Trying to read the below data from a CSV results in a com.univocity.parsers.common.TextParsingException
exception:
B1456741975-266,"","{""m"": {""difference"": 60}}","","","",2022-02-04T17:03:59.566Z
B1789753479-460,"","",",","","",2022-02-18T14:46:57.332Z
B1456741977-123,"","{""m"": {""difference"": 60}}","","","",2022-02-04T17:03:59.566Z
Here's the Pyspark (3.1.2) code used to read the data:
from pyspark.sql.dataframe import DataFrame
df = (spark.read.format("com.databricks.spark.csv")

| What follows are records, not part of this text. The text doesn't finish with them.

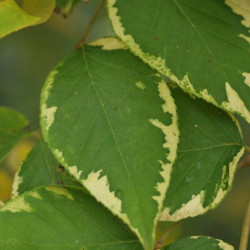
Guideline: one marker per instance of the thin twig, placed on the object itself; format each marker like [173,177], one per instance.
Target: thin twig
[245,229]
[90,25]
[160,243]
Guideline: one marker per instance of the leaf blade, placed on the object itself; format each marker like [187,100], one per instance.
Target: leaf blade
[198,59]
[86,223]
[107,108]
[209,149]
[13,127]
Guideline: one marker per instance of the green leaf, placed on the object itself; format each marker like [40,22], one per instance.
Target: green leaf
[13,127]
[56,218]
[112,123]
[65,7]
[206,54]
[199,242]
[32,12]
[209,149]
[40,168]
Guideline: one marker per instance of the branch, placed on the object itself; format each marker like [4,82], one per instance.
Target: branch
[160,243]
[245,229]
[90,25]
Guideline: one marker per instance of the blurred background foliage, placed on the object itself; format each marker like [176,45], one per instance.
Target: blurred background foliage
[27,56]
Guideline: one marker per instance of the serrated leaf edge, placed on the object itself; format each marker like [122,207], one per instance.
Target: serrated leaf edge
[234,104]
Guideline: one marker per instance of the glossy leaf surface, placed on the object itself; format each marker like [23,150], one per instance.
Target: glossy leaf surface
[102,112]
[13,127]
[61,218]
[209,150]
[32,12]
[65,7]
[40,168]
[205,53]
[199,242]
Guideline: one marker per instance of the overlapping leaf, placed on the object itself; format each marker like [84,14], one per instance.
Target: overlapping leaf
[65,7]
[200,45]
[32,12]
[40,168]
[208,152]
[199,242]
[112,123]
[61,218]
[13,127]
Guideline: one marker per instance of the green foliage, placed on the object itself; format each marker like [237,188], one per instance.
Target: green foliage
[31,12]
[13,127]
[187,41]
[122,146]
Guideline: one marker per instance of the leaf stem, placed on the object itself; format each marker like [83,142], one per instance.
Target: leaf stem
[160,243]
[245,229]
[90,25]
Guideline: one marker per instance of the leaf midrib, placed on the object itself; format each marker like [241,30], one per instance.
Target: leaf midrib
[114,138]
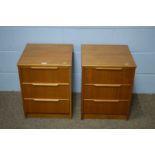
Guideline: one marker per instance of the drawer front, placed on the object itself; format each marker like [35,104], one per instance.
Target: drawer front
[38,106]
[51,90]
[45,74]
[106,107]
[108,75]
[103,91]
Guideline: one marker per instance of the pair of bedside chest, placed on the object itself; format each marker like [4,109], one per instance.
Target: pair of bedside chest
[45,72]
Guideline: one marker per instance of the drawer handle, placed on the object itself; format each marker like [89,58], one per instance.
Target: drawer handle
[45,84]
[107,85]
[44,67]
[101,68]
[106,101]
[44,100]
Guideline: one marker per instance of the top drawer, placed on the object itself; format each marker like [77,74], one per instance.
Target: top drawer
[108,75]
[45,74]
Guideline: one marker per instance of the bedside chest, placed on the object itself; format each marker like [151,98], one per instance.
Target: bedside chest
[45,72]
[107,80]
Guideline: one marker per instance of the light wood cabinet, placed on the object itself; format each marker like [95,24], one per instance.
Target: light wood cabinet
[107,80]
[45,72]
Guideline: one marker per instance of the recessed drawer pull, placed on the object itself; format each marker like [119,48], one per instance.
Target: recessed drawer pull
[44,84]
[44,67]
[107,85]
[106,100]
[48,100]
[102,68]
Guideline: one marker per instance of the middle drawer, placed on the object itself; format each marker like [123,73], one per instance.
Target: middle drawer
[107,91]
[46,90]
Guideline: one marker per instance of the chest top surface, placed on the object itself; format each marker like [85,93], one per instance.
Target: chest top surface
[47,55]
[107,55]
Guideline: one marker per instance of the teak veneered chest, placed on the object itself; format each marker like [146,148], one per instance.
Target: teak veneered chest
[107,80]
[45,72]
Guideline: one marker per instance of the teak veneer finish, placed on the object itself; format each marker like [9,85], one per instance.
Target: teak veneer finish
[45,72]
[107,80]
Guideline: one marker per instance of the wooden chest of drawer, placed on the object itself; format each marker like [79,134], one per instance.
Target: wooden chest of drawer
[45,72]
[107,81]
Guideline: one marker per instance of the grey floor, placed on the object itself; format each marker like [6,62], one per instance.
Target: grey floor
[11,115]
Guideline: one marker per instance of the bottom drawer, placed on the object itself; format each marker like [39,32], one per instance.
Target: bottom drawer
[114,107]
[47,106]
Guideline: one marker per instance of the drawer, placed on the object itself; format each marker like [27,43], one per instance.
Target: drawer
[107,91]
[40,106]
[108,75]
[106,107]
[45,74]
[46,90]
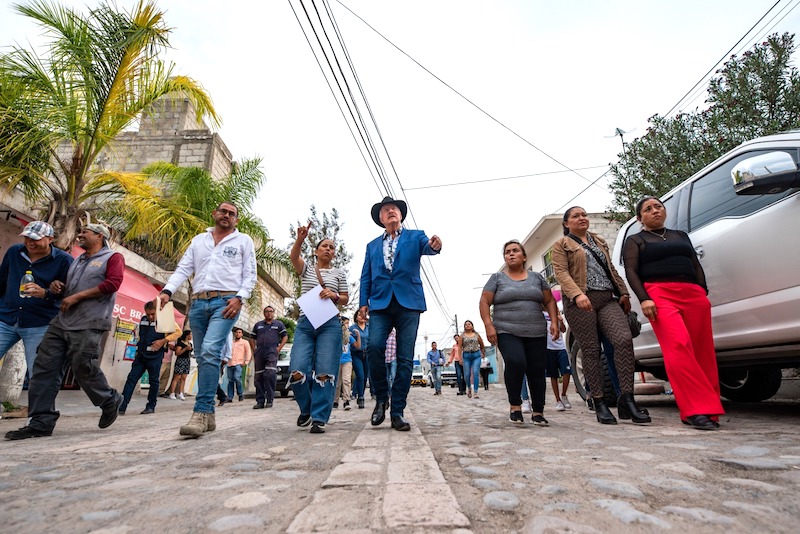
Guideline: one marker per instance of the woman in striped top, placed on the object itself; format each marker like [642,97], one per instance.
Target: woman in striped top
[316,351]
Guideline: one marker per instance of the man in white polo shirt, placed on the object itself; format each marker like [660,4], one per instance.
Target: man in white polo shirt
[223,263]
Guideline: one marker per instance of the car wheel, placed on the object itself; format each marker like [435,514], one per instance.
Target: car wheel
[749,385]
[578,378]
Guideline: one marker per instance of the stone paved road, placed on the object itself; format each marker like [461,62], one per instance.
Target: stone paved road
[463,468]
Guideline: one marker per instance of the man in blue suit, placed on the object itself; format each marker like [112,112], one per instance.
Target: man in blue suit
[391,291]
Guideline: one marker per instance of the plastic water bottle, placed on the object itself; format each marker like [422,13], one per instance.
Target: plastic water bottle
[26,279]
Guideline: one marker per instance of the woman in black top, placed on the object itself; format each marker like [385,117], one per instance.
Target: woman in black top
[183,353]
[667,278]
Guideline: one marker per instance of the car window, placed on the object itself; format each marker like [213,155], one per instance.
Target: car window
[713,197]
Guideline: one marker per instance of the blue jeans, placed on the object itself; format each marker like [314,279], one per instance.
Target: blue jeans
[234,378]
[31,337]
[316,353]
[360,368]
[472,364]
[138,367]
[209,332]
[406,323]
[436,376]
[391,372]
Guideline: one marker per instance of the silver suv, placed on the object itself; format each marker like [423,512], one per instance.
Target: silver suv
[742,213]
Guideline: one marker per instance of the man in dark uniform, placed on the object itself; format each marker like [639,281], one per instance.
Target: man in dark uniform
[270,337]
[149,353]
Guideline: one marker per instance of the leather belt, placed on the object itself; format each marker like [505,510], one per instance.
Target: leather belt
[205,295]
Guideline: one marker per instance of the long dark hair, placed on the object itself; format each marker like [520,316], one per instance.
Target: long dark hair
[566,216]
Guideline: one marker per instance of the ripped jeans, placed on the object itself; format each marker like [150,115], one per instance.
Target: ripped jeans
[315,353]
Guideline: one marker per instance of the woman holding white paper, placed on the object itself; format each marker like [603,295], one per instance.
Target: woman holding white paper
[316,351]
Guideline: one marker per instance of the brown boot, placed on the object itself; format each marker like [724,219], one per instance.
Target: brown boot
[211,422]
[196,425]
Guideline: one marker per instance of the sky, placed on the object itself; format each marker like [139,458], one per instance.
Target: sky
[554,80]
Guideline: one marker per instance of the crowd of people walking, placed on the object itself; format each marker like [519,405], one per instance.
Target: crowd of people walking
[519,312]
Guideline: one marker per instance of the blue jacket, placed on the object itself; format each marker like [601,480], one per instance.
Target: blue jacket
[30,312]
[378,284]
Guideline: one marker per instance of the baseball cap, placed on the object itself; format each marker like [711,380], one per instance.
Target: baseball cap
[37,230]
[98,229]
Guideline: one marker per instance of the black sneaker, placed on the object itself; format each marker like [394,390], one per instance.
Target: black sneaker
[28,432]
[304,419]
[317,428]
[110,414]
[540,420]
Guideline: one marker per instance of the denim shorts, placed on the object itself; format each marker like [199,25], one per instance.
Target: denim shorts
[557,363]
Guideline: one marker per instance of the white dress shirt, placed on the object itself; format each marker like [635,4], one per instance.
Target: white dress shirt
[230,265]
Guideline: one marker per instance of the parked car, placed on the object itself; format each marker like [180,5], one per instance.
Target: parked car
[282,385]
[448,376]
[418,376]
[742,213]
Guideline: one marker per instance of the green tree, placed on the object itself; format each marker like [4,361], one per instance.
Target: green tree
[58,111]
[325,227]
[159,214]
[752,95]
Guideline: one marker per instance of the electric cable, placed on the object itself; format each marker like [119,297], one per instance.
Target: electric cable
[470,102]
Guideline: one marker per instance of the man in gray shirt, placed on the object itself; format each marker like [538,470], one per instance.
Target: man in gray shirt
[75,335]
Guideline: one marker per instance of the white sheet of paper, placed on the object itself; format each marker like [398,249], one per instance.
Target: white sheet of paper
[319,311]
[165,318]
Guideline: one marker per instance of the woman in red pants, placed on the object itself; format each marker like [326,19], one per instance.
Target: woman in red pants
[664,272]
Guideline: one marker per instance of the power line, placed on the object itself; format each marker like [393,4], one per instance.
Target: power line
[724,56]
[470,102]
[339,105]
[454,184]
[358,122]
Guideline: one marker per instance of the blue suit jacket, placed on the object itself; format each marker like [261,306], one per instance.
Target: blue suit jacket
[378,284]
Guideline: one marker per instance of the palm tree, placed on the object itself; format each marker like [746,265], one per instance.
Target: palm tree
[59,111]
[165,207]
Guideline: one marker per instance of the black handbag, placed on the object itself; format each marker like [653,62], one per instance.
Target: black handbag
[633,317]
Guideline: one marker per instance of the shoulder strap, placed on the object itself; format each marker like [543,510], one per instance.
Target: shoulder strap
[319,276]
[600,261]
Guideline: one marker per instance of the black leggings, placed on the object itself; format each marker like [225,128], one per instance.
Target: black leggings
[524,356]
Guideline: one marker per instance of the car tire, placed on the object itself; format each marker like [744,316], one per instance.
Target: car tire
[749,385]
[575,360]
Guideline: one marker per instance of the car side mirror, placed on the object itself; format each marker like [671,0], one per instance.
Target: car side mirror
[766,174]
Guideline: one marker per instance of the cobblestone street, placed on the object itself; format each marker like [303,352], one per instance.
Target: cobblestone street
[462,468]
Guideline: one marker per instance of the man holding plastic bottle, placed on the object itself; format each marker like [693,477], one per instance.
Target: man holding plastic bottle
[26,310]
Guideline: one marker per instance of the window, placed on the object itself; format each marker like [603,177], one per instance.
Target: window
[713,196]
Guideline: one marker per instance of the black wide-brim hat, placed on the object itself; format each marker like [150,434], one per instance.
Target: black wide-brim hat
[376,209]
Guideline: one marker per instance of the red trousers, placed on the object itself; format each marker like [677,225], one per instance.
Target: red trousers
[683,329]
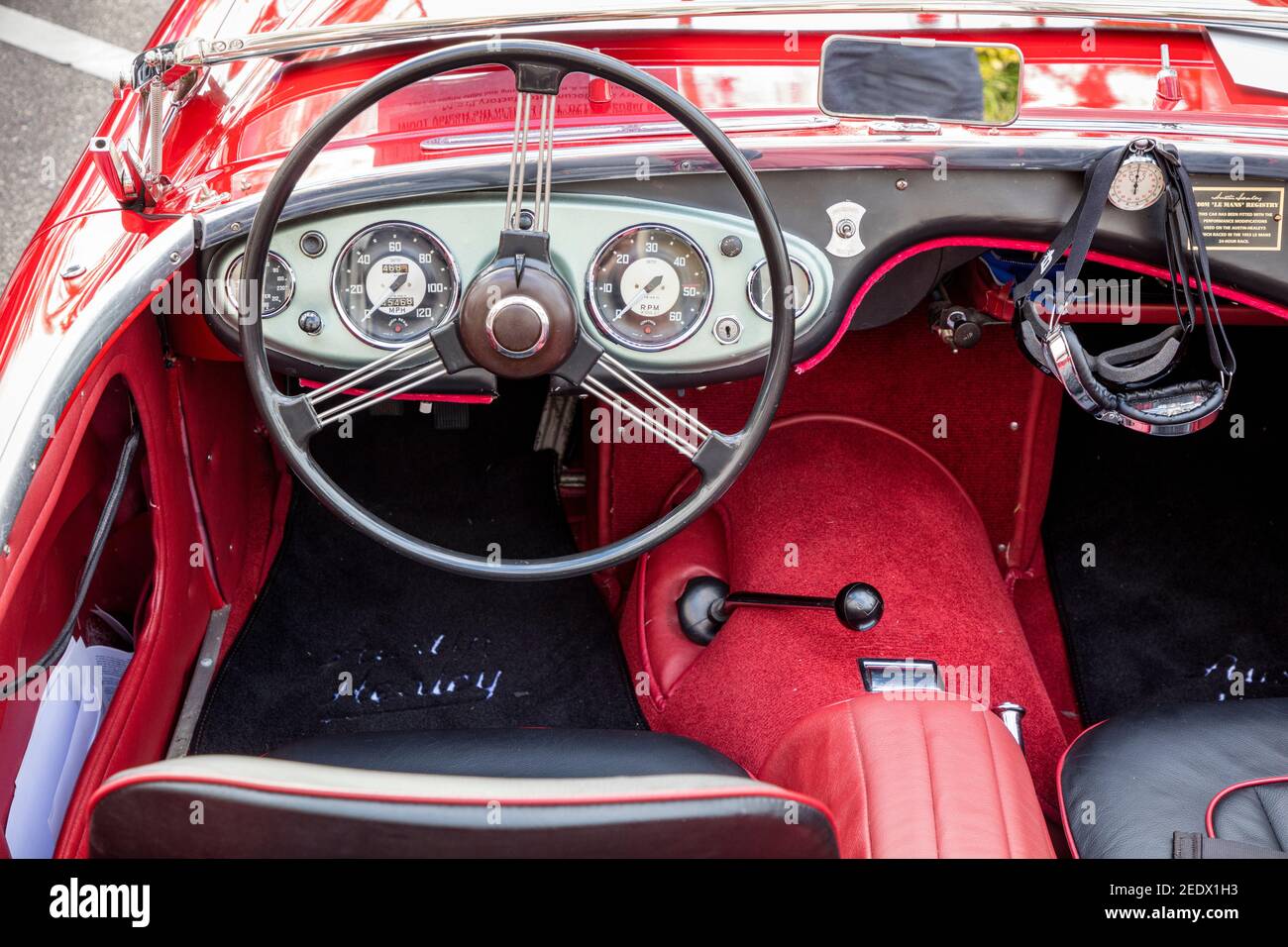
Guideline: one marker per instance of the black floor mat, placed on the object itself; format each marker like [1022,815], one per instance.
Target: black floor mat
[1188,587]
[348,635]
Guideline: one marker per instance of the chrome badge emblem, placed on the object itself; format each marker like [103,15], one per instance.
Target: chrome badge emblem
[845,240]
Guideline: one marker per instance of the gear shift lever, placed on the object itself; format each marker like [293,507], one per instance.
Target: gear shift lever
[706,604]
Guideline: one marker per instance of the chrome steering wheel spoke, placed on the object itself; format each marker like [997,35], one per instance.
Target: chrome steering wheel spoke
[310,411]
[660,418]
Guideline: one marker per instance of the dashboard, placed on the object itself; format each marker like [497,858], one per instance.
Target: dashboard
[662,286]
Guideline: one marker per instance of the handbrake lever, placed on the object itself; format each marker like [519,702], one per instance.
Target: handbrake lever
[706,604]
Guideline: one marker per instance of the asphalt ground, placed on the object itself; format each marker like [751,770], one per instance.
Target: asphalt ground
[48,111]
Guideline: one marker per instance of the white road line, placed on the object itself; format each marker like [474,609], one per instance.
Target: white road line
[67,47]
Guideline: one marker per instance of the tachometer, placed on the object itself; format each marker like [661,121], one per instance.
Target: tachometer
[393,282]
[649,286]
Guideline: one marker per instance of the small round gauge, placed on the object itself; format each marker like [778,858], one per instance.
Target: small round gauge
[760,292]
[649,286]
[393,282]
[278,286]
[1137,183]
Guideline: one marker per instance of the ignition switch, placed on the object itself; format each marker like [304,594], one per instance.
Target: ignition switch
[958,326]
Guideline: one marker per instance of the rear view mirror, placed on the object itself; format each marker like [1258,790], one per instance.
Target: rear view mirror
[876,77]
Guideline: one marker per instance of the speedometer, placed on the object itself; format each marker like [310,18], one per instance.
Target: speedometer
[393,282]
[649,286]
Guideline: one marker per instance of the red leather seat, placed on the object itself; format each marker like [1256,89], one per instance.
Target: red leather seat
[914,777]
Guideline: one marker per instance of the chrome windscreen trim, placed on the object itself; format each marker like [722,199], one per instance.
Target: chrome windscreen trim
[636,129]
[492,18]
[44,369]
[617,161]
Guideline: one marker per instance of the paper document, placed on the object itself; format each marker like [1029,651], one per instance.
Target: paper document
[72,703]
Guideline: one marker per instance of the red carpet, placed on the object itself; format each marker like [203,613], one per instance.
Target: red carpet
[854,502]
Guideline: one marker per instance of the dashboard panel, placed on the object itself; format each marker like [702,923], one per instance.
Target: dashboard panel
[664,287]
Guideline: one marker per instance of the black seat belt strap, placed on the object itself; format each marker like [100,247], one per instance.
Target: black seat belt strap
[1199,845]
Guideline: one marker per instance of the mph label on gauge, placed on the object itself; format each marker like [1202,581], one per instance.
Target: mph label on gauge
[1240,218]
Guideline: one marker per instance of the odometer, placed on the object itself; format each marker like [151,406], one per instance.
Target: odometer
[393,282]
[649,286]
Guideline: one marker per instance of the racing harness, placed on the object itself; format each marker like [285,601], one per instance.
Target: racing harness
[1122,385]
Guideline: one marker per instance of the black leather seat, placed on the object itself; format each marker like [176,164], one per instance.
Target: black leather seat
[522,792]
[1219,770]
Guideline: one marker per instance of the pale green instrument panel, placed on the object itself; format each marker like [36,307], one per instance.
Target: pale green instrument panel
[468,230]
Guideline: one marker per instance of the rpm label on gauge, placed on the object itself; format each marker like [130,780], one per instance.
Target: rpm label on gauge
[649,286]
[1240,218]
[393,282]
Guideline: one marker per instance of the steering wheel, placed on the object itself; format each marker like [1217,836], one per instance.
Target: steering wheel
[518,318]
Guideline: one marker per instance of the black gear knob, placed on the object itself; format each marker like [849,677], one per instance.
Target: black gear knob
[859,605]
[704,605]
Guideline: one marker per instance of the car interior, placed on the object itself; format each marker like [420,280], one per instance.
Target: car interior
[533,458]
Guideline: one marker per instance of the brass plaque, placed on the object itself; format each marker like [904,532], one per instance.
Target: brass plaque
[1240,218]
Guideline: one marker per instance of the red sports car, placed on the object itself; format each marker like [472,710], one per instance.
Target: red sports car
[657,429]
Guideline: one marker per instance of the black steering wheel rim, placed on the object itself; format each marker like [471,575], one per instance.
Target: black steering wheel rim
[513,53]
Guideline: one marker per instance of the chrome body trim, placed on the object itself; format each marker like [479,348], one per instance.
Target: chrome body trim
[46,368]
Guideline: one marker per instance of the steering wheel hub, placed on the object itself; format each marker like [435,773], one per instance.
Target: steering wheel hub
[518,324]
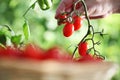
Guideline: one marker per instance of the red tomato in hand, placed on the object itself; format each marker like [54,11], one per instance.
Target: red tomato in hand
[77,22]
[68,29]
[82,48]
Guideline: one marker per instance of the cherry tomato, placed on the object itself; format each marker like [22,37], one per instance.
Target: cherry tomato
[13,52]
[33,52]
[82,48]
[61,19]
[87,58]
[77,22]
[68,29]
[2,51]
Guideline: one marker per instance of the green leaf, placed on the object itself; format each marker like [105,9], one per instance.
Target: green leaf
[33,5]
[26,30]
[16,39]
[2,39]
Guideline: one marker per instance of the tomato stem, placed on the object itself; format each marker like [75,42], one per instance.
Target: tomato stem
[28,9]
[89,30]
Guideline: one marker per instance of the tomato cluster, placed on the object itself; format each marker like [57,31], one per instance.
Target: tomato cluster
[70,26]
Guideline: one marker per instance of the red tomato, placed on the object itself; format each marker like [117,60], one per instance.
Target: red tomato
[2,51]
[33,52]
[82,48]
[77,22]
[68,29]
[61,16]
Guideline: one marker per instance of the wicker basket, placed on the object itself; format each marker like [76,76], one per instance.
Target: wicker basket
[14,69]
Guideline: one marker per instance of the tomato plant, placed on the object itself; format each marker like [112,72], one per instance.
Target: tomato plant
[82,48]
[68,29]
[77,22]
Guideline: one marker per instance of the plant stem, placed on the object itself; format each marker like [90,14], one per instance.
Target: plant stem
[88,20]
[28,9]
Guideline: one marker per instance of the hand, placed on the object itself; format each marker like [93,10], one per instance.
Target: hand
[96,8]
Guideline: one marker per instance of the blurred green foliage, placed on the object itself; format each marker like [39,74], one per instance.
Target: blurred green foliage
[46,33]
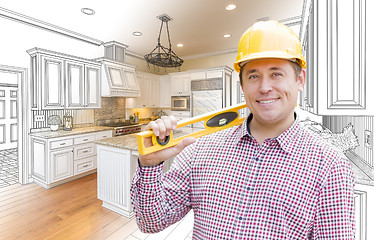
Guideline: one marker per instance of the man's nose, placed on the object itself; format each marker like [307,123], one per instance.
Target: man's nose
[265,85]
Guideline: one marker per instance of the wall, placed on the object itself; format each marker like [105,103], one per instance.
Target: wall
[17,38]
[360,123]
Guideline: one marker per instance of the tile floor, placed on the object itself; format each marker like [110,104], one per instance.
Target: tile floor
[8,167]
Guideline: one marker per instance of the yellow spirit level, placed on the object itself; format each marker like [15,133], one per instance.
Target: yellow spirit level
[213,122]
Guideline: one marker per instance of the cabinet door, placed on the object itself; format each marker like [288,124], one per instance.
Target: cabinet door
[180,85]
[74,84]
[53,89]
[61,164]
[155,92]
[165,97]
[92,86]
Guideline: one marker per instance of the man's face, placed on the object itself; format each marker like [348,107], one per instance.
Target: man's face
[271,89]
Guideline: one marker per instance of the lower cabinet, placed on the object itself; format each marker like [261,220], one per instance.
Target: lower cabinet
[61,164]
[62,159]
[115,169]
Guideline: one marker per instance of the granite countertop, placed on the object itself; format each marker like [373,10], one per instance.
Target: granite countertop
[74,131]
[362,173]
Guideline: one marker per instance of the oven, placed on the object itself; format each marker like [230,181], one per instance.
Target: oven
[180,103]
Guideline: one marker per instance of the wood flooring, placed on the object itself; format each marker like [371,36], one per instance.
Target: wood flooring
[71,211]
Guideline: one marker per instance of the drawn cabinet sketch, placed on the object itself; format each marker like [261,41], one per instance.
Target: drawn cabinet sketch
[60,81]
[8,116]
[52,85]
[334,36]
[82,85]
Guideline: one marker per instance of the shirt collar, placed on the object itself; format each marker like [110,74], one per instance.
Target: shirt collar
[285,140]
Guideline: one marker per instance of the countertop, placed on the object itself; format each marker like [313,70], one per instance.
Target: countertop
[74,131]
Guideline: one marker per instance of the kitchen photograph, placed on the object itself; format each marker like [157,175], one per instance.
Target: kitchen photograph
[80,79]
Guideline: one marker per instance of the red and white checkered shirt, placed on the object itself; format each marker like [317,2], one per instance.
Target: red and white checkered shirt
[294,186]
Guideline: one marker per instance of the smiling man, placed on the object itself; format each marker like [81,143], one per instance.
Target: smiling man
[268,178]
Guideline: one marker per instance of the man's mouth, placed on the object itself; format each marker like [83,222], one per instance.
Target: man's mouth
[267,101]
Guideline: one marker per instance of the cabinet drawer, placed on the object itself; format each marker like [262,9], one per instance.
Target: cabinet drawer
[103,135]
[84,150]
[61,143]
[84,139]
[84,165]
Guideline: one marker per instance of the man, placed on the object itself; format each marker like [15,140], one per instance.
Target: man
[266,179]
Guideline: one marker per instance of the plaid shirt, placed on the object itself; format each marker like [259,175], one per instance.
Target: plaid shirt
[293,186]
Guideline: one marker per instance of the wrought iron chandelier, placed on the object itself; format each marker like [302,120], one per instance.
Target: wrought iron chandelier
[162,56]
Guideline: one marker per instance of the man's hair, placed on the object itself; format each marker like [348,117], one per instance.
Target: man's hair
[296,67]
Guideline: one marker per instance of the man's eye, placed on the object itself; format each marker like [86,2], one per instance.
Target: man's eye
[252,77]
[277,74]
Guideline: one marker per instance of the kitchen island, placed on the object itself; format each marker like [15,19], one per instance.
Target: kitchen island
[117,159]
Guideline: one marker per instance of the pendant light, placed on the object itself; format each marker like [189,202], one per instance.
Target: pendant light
[162,56]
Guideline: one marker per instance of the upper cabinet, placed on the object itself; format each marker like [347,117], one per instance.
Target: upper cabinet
[60,81]
[149,92]
[334,35]
[119,79]
[180,84]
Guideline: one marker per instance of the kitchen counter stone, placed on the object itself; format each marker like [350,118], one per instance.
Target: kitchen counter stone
[74,131]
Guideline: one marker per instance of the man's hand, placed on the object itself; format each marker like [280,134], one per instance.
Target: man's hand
[162,128]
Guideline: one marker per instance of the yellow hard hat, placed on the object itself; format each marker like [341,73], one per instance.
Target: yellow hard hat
[269,39]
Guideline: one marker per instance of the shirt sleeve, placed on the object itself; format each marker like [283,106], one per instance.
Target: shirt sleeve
[159,200]
[335,214]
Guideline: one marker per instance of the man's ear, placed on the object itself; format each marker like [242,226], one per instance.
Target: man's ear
[301,80]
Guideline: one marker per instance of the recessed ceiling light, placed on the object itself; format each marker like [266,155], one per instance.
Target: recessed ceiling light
[137,33]
[230,7]
[88,11]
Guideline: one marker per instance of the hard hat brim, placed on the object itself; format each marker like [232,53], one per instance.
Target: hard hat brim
[263,55]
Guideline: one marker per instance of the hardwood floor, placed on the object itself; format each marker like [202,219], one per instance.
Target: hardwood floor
[71,211]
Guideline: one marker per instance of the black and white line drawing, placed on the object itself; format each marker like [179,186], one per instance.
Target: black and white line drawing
[52,68]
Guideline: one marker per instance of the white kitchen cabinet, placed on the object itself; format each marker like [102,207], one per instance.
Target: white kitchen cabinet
[149,92]
[115,169]
[52,82]
[364,208]
[335,36]
[61,159]
[61,164]
[180,84]
[60,81]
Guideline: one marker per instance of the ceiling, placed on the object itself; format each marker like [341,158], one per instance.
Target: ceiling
[198,24]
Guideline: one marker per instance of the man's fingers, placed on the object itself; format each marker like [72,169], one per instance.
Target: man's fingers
[184,143]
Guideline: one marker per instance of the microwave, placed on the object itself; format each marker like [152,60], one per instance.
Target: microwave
[180,103]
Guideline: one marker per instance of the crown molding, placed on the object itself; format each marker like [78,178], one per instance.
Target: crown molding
[5,13]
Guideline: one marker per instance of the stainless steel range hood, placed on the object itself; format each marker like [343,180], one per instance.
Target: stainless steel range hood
[118,78]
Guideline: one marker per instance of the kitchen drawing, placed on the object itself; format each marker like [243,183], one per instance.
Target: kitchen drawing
[74,90]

.option("inferSchema", "true")
.option("header","false")
.option("multiline","true")
.option("quote",'"')
.option("escape",'\"')
.option("delimiter",",")
.option("unescapedQuoteHandling", "RAISE_ERROR")
.load('/mnt/source/analysis/error_in_csv.csv'))
This is the exception that I'm getting.
Caused by: com.univocity.parsers.common.TextParsingException: com.univocity.parsers.common.TextParsingException - Unescaped quote character '"' inside quoted value of CSV field. To allow unescaped quotes, set 'parseUnescapedQuotes' to 'true' in the CSV parser settings. Cannot parse CSV input.
Internal state when error was thrown: line=2, column=3, record=1, charIndex=165, headers=[B1456741975-266, , {"m": {"difference": 60}}, , , , 2022-02-04T17:03:59.566Z]
Parser Configuration: CsvParserSettings:
Auto configuration enabled=true
Auto-closing enabled=true
Autodetect column delimiter=false
Autodetect quotes=false
Column reordering enabled=true
Delimiters for detection=null
Empty value=
Escape unquoted values=false
Header extraction enabled=null
Headers=null
Ignore leading whitespaces=false
Ignore leading whitespaces in quotes=false
Ignore trailing whitespaces=false
Ignore trailing whitespaces in quotes=false
Input buffer size=1048576
Input reading on separate thread=false
Keep escape sequences=false
Keep quotes=false
Length of content displayed on error=1000
Line separator detection enabled=true
Maximum number of characters per column=-1
Maximum number of columns=20480
Normalize escaped line separators=true
Null value=
Number of records to read=all
Processor=none
Restricting data in exceptions=false
RowProcessor error handler=null
Selected fields=field selection: []
Skip bits as whitespace=true
Skip empty lines=true
Unescaped quote handling=RAISE_ERRORFormat configuration:
CsvFormat:
Comment character=#
Field delimiter=,
Line separator (normalized)=\n
Line separator sequence=\n
Quote character="
Quote escape character="
Quote escape escape character=null
Internal state when error was thrown: line=2, column=3, record=1, charIndex=165, headers=[B1456741975-266, , {"m": {"difference": 60}}, , , , 2022-02-04T17:03:59.566Z]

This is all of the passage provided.